Правила их детства были ясны и просты и, вероятно, дошли до них в неизменном виде еще со времен их родителей. Нельзя было выдавать пароль и военную тайну, обижать малышей и драться до крови. Надо всем этим царствовала беспощадная справедливость, свойственная лишь детям и природе.
Еще в тот год она полюбила сидеть с ним вечерами на аллее и рассматривать текущих навстречу людей. Люди в этом маленьком городке, где не происходило ровным счетом ничего с самого конца войны, почему-то выглядели совершенно счастливыми, а она рассматривала их, надеясь разгадать их секрет.
Однажды ночью ей послышался шум воды в соседском саду. Она хлопнула двумя калитками и оказалась перед чем-то неожиданным и страшным.
Он глухо попросил полить ему. У нее затряслись руки, и ощупывая его, она сказала, что немедленно вызывает скорую.
Но он не разрешил, и тогда она стала плакать, и спрашивать, кто это сделал. Этого он тоже не сказал, и очень хорошо, совершенно неизвестно, что может прийти в голову человеку, в первый раз ощутившему полное отсутствие какой-либо разницы между собой и другим человеком.
Ночью лихорадка у нее перешла в температуру, которую она терпеливо сносила с часами в руках, дожидаясь утра.
- Знаешь, ты меня испортил, - однажды с досадой сказала она ему. Уже потом, когда набралась всяких умных слов, - Даже самый потакающий всему на свете отец не мог бы меня избаловать так, как это сделал ты. Несчастная я женщина.
Потом, доехать к нему стало можно только на такси, которое долго петляло между ошеломительно прекрасными видами и опасными обрывами. Оно стоило баснословно дорого для тех мест, но автобусы не ходили туда каждый день.
- Ты редко приезжаешь, - вместо приветствия сказал он, забирая сумку и расплачиваясь с таксистом.
"А мне не надо приезжать к тебе, чтобы быть с тобой " -мысленно возразила она, но в ответ только с наслаждением потянулась, припоминая всю сладость здешнего воздуха.
В давние времена всю крошечную долину обсадили липами и теперь томный, разогретый солнцем аромат разливался повсюду, поражая неожиданным контрастом с резкими линиями, которыми были очерчены силуэты красных скал. К этому примешивалась дикая роза, магнолия и что-то еще, хрустальное и дурманящее.
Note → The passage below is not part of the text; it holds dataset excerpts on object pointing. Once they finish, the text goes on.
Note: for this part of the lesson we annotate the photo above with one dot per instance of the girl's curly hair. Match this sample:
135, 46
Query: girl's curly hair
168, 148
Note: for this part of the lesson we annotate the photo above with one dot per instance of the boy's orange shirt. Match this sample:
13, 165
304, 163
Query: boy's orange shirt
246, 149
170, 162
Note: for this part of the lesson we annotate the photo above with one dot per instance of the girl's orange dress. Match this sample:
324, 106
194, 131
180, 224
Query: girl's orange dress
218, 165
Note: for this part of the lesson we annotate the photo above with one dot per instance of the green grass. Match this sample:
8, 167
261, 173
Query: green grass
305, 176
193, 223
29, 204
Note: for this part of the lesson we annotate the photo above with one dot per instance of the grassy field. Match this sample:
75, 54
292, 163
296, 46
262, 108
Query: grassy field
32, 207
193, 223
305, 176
Этот воздух воскресил бы и мертвого.
Здесь били теплые источники, в которых проживали какие-то загадочные моллюски, чуть не единственные на планете выжившие с мелового периода. Во всяком случае, так о них трубили все плакаты в горах и это постоянно напоминало о том, что здесь, в горах, они на дне мирового океана.
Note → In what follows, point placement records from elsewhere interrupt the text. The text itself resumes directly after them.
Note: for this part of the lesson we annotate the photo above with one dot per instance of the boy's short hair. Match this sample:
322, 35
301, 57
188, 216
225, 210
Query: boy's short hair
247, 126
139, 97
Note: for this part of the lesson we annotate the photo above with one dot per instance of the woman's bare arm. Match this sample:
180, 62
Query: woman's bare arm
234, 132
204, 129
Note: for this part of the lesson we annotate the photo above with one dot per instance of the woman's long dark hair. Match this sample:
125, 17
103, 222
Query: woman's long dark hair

Но во время купания в этих журчащих озерцах ей ни разу не удалось увидеть никого, хоть отдаленно напоминавшего плакаты, и только стаи мелких кусучих рыбок резвились в минеральной воде, выслеживая любую болячку на теле и яростно в нее впиваясь в попытке выдрать с мясом. Кроме рыбок, тут было немного ошалевших от счастья туристов, слегка разбавлявших население городка в 800 жителей.
Но он уводил ее в другие места. Они не шли смотреть наскальную живопись, и не шли смотреть на гнезда грифов, и не в таинственные горные храмы.
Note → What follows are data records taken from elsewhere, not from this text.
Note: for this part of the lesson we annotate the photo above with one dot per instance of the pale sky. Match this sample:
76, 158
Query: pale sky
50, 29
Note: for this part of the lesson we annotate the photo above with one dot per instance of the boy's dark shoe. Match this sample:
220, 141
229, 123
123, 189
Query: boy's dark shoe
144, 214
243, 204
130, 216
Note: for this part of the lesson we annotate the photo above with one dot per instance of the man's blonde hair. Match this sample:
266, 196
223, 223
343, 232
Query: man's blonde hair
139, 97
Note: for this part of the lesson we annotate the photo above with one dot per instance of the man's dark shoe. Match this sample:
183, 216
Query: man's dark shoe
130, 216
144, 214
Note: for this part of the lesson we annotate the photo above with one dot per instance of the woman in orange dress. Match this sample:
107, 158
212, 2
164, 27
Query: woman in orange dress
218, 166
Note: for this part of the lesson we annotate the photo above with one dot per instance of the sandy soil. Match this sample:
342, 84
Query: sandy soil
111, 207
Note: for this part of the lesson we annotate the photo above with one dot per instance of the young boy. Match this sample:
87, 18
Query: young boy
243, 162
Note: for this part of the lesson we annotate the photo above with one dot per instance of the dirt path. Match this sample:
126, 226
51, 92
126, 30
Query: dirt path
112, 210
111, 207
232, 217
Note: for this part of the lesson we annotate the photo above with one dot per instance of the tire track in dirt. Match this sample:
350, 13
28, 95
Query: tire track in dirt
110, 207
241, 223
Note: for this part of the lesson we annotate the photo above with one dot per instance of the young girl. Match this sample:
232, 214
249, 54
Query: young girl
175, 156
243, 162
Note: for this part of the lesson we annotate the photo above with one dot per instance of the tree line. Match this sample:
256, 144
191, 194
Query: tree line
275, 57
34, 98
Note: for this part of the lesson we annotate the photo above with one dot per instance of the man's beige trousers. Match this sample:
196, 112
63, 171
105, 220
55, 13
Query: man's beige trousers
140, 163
Они поднимались еще метров на 150 выше и устраивались там, где ущелье было как на ладони. Напротив, на другой стороне, в дымке и зелени тонули тучные стада, и мерные крики погонщиков доносились к ним вместе со звоном бубенцов и сливались с пчелами в один усыпляющий гул. Здесь не было ни одной травинки, которая бы не благоухала чем-то смолистым, аппетитным и пряным. Она носилась с охапками растений, постоянно растирая что-то в ладонях и с восхищением вдыхая ароматы. В зарослях колючек ловились запутавшиеся птенцы, обессиленно кричавшие и молотившие оранжевыми клювами. Каждую весну она умоляла достать ей книгу о местных растениях: желание узнать о них остро конкурировало со страхом отравиться насмерть, ведь они так бездумно сыпали в чайник все подряд.
Внизу, в ущелье, проходил древний скотопрогонный путь, весь усыпанный старинными брутальными постройками. Он был ими изучен в совершенстве, вместе со всеми разъясняющими стендами, картинками и схемами.
Но теперь им больше нравилось наблюдать сверху всю полноту и мощь картины. Оттенки и глубину цвета, силуэты и перепады, чувство парения и бесконечности, и глубокой убежденности, что они нашли самое красивое место в мире. Здесь хотелось потеряться навсегда.
На все его предложения пожить подольше она всегда отвечала, что не хочет привыкнуть к этой красоте. Обычно она не могла спать от перевозбуждения местностью и уже с пяти утра смотрела на постепенно светлеющий силуэт обрывистой скалы, занимающий большую часть ее окна, ждала птиц и момента, чтобы разбудить весь дом.
- Знаешь, - вдруг сказала она - ты не поверишь, что со мной недавно случилось. Мне вдруг захотелось послушать песни, которые пели наши родители (дальше она заторопилась, увидев знакомое насмешливое выражение) Ну да, пришлось рыться в знаменитых записях. И почти даже неплохо в целом.. Если бы они умели замедляться, а потом ускоряться, до головокружения... нет, не получается как надо.. все так безжизненно-концертно.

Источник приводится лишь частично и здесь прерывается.